To please investors, O'Reilly also must make good on pledges he made in April 2000 to make Chevron No. 1 among its competitors in shareholder return within five years, and to maintain earnings growth of 15 percent a year.
With the help of high oil and natural-gas prices, he has succeeded in meeting one of those goals. Chevron's earnings almost doubled in 2000. Nevertheless, the company's share price has is little changed from two years ago.
O'Reilly has pulled off tough jobs since he was recruited to Chevron in 1968, straight from university in his native Ireland.
His first top management job was as president of Chevron Products Co., the oil company's refining arm, which he took over in 1994. His assignment was to improve profitability in a low- margin business where many competitors were losing money.
A penny-pincher with a head for numbers, O'Reilly is credited with taking the unit from 1995 operating profits of $75 million to $633 million in 1998.
ABN Amro analyst Eugene Nowak believes O'Reilly can perform the same magic as chairman, whittling away costs and saving in excess of the $1.2 billion the company already has said will come from the merger.
If the Texaco buyout is completed, O'Reilly will head a company with 53,000 employees and annual revenue of $96.6 billion. It will be the fifth-largest publicly traded oil company behind Exxon Mobil Corp., Shell, BP Amoco Plc and Total Fina Elf.
O'Reilly was able to negotiate the massive acquisition when his predecessor couldn't. Former Chairman Kenneth Derr clashed with Texaco Chairman Peter Bijur, and talks collapsed in June 1999. Five months later, with Texaco's stock price down and Bijur in trouble with his board, talks progressed quickly.
Though Bijur was initially going to be vice chairman of the new ChevronTexaco Inc., he resigned as Texaco's chief executive in February. The Wall Street Journal later reported Bijur left because of concern among board members that he was indifferent toward employees and the merger, and had had a romantic relationship with a subordinate.

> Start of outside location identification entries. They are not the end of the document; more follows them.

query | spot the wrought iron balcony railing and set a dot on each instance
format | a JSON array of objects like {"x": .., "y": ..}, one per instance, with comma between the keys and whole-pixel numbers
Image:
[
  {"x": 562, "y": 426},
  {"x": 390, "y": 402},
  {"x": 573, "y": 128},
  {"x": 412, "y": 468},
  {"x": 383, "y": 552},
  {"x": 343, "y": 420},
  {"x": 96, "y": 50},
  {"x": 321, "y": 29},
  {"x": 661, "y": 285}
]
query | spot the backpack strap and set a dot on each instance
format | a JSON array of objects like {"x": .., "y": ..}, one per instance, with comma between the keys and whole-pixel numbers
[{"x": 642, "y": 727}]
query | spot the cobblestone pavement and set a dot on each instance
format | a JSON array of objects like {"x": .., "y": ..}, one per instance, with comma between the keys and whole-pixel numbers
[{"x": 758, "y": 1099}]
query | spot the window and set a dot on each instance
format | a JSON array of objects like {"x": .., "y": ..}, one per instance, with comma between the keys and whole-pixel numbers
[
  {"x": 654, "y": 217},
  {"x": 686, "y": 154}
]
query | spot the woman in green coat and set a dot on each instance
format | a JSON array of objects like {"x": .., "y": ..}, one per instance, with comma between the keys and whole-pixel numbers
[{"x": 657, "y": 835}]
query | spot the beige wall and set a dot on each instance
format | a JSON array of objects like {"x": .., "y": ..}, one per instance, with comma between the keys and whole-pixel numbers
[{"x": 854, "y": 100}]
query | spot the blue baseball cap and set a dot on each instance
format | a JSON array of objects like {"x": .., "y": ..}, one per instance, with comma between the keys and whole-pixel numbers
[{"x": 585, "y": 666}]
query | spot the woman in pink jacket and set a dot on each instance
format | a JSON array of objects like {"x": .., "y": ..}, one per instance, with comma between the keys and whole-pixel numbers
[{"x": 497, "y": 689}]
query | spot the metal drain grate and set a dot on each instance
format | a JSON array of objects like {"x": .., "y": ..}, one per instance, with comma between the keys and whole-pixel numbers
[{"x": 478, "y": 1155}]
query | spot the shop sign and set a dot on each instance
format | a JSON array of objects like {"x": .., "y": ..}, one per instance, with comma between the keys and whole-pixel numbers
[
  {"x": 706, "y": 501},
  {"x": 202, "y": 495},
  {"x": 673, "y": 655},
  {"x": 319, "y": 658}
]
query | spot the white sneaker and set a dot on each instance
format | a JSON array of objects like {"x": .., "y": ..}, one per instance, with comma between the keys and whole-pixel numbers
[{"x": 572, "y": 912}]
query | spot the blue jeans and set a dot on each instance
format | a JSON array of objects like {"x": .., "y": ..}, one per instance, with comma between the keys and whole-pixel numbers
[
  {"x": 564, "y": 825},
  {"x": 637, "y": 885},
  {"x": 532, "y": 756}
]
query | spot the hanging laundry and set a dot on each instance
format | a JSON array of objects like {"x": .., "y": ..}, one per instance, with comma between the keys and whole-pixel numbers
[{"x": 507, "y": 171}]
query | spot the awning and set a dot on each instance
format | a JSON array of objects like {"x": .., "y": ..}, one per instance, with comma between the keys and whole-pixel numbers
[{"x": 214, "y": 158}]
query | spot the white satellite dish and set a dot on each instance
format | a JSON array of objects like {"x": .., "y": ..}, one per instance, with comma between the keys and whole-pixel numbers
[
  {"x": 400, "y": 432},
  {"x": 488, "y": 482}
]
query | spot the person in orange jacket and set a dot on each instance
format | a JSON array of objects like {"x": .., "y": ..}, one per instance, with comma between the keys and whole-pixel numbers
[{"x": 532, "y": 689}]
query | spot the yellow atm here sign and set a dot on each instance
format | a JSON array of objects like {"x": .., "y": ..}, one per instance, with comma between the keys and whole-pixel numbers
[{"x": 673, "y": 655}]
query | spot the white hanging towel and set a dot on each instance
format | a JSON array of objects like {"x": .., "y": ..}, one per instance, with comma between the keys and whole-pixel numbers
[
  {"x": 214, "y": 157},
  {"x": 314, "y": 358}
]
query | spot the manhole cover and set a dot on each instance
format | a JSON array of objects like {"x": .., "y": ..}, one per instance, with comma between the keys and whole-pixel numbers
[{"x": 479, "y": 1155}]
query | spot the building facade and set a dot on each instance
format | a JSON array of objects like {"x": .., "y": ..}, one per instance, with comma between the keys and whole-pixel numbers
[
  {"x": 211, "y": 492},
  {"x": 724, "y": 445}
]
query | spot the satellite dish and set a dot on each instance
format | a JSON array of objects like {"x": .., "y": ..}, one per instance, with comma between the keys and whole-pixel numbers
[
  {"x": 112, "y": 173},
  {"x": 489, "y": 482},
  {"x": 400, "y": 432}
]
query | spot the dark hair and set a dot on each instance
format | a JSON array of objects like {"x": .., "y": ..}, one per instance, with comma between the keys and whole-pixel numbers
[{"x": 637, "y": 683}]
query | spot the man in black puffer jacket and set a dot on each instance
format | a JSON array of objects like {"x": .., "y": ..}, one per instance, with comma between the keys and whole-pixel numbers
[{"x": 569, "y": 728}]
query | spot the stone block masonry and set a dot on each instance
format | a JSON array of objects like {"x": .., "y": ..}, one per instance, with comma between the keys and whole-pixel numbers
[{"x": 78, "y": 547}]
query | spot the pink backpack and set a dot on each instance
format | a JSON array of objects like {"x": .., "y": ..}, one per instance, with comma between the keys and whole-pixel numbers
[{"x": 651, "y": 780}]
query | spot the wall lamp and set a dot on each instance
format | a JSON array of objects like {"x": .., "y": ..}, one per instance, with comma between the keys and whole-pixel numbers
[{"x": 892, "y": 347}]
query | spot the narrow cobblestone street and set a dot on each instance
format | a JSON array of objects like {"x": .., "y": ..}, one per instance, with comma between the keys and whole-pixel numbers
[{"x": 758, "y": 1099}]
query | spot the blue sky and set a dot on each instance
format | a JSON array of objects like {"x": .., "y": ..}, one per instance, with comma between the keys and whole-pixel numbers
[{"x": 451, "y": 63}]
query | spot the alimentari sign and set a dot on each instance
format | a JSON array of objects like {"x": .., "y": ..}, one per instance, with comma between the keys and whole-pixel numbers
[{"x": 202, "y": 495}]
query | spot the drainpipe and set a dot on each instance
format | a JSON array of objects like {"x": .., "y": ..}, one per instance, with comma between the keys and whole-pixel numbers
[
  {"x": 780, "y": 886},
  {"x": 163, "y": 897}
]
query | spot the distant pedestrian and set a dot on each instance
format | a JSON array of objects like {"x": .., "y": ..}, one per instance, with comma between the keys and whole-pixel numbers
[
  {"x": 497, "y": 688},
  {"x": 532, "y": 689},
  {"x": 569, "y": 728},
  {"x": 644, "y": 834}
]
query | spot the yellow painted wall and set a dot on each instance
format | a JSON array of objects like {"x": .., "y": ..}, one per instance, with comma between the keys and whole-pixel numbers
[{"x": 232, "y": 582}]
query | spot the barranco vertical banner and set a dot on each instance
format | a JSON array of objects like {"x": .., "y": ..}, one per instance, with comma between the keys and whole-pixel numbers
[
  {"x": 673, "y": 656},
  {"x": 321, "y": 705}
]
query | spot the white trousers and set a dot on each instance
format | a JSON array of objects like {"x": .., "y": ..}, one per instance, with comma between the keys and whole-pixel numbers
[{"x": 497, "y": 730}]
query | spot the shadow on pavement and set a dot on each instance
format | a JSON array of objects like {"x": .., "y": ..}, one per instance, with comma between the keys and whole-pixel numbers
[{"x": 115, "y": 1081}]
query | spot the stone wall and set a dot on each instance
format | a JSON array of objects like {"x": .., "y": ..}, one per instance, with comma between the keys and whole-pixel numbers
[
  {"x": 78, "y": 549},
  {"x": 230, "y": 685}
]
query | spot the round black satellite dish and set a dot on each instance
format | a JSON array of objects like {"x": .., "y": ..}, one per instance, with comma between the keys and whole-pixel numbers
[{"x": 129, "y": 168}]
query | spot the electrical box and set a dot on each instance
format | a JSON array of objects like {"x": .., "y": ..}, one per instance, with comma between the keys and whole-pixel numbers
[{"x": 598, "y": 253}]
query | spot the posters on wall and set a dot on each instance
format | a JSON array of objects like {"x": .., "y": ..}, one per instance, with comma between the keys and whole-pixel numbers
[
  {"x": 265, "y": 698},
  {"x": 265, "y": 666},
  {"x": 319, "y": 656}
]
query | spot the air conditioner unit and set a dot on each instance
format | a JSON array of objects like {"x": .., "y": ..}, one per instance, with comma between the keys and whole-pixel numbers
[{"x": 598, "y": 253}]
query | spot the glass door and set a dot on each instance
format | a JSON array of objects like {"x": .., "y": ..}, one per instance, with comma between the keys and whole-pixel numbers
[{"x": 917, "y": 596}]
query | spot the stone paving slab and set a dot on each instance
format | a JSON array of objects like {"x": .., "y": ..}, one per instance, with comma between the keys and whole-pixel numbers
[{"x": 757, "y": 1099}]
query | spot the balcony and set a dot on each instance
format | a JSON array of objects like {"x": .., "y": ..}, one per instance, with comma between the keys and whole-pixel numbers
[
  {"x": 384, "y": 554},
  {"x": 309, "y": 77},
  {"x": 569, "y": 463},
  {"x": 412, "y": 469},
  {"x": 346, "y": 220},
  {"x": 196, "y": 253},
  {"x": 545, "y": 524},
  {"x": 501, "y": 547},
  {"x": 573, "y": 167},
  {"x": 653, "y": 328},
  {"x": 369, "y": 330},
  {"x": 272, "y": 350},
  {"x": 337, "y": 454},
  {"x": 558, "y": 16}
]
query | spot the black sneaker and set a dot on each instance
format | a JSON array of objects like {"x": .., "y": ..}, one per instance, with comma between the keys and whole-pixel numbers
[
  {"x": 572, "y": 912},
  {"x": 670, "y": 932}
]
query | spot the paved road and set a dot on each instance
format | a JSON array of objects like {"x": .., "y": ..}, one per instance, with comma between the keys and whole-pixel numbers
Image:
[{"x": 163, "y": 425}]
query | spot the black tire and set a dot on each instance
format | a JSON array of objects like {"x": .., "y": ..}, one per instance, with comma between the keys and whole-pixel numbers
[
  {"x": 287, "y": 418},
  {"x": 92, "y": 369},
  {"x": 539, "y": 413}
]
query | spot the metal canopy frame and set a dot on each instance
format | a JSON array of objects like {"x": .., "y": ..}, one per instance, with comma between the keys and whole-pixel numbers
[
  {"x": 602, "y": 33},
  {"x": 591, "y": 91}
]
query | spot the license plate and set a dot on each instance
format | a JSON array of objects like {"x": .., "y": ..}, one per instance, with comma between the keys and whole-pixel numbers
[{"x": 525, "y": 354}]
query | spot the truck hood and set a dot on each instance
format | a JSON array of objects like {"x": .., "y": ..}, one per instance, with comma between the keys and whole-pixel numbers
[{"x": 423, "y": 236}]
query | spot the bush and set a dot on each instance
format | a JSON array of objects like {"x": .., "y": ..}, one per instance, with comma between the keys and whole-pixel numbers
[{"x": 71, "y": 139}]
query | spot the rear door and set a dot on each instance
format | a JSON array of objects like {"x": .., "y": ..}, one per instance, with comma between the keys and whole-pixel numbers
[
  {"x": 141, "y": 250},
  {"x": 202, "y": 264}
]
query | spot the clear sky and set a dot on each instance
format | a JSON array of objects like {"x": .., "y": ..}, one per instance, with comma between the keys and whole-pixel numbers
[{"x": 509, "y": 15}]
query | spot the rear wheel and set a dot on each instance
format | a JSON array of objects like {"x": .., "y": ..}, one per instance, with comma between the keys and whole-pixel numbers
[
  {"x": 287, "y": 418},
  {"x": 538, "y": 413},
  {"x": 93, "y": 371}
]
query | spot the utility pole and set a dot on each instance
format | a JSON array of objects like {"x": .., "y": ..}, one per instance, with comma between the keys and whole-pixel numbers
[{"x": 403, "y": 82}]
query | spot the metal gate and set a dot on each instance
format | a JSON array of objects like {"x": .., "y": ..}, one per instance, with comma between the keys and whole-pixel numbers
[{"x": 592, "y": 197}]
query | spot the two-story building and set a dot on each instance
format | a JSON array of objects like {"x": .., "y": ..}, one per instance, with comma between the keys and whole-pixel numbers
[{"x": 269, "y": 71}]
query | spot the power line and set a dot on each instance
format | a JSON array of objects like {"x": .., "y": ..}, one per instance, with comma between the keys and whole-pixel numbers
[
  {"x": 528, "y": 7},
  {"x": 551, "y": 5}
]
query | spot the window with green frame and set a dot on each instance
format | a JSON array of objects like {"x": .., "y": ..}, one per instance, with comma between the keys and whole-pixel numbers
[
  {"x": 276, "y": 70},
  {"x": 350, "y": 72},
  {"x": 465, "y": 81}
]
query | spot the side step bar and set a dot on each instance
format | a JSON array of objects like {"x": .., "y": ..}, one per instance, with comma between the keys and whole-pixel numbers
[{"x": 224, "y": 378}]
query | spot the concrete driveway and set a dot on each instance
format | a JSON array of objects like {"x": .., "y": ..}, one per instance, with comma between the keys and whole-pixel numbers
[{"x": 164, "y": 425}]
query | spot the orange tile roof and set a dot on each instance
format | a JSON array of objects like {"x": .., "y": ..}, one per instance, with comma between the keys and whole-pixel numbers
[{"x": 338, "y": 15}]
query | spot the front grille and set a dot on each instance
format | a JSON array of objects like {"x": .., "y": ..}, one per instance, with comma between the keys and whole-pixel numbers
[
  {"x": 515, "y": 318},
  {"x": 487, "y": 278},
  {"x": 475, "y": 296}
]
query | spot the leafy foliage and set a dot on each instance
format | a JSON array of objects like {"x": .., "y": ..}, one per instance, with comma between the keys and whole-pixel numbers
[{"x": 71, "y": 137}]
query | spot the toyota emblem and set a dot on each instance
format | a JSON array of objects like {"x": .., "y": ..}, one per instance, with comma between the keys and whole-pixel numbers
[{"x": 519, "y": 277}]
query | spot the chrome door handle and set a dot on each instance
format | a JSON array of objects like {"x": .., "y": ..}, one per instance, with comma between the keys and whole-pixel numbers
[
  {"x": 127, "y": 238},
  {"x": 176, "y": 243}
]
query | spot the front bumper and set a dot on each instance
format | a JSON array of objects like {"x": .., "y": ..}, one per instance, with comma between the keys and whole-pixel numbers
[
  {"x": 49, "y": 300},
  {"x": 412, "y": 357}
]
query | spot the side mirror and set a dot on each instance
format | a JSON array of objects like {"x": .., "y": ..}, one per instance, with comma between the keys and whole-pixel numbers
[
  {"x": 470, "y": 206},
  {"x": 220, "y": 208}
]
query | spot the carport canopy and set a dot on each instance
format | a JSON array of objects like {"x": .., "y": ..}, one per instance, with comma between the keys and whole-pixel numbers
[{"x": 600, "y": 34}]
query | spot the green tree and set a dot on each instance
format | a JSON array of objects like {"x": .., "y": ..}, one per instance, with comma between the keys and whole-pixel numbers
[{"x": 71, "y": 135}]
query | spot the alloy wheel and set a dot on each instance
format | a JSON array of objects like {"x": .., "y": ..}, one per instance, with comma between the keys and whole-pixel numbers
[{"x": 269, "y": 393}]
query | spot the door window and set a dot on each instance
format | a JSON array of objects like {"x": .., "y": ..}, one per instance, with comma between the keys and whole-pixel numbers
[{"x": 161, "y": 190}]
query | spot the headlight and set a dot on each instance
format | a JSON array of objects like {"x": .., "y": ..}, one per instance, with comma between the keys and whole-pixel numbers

Investors say they have high hopes for O'Reilly.
"The reputation as a cost cutter is a good characteristic when you're merging two major companies, at least one of which (Texaco) may not have been run as efficiently as it could have been," said Tim Ghriskey, senior portfolio manager at Dreyfus Corp., which owns 1.4 million shares of Chevron and 200,000 shares of Texaco.